Viel besser als erwartet. Wir haben eine kleine Anzeige in der Zeitung geschaltet und gleich der erste Kurs war ausgebucht. Da wussten wir, dass wir auf dem richtigen Weg sind. Und eigentlich wollten wir ja nur „nebenbei“ Kurse geben, weil wir ja beide ein anderes Kerngeschäft hatten. Jens mit seiner Arbeit als Kameramann für namhafte Fernsehsender und ich mit den Bereichen Bildcomposing, Food- und Werbefotografie. Jetzt, nach ziemlich genau einem Jahr, stellen wir fest, dass die Fotoschule das ist, was am meisten Spaß macht. Der Umgang mit Menschen, die alle dieselbe Leidenschaft teilen, ist großartig. Und weil wir natürlich möglichst alle Facetten der Fotografie in unseren Workshops teilen wollen, vergrößern wir auch unser eigenes Wissen.

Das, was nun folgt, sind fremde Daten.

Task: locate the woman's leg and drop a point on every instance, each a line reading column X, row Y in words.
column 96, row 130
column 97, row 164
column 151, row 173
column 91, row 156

Als Unternehmer wurden Sie beide sicher nicht geboren. Wie, wo und mit wem  haben Sie sich fit gemacht für die Selbstständigkeit?

Jens ist seit 1999 als freier Journalist, Fotograf und Kameramann selbstständig. Ich war seit 2003 mit einer kurzen Unterbrechung selbstständig. Wir wussten also, auf was wir uns da einlassen und hatten beide ja auch bereits Auftraggeber, für die wir arbeiteten. Natürlich war es ein Risiko. Wir wussten ja auch nicht, ob wir als Partner zusammenpassen in der täglichen Arbeit. Aber es hat sich als Glücksfall herausgestellt und sollte wohl so sein, wie man so schön sagt. Wir ergänzen uns auf wunderbare Art und Weise, weil wir aus unterschiedlichen Perspektiven auf das gleiche Ziel sehen. Und das ist auch das Geheimnis, glaube ich. Wir beide waren vorher eigentlich  Einzelkämpfer. Im Team kann einer die eventuell vorhandenen Schwächen des Anderen ausgleichen und man entwickelt gemeinsam Dinge einfach schneller. Dazu gehört auch eine gewisse Art von Reibung, die am Ende sehr positive Energien freisetzt.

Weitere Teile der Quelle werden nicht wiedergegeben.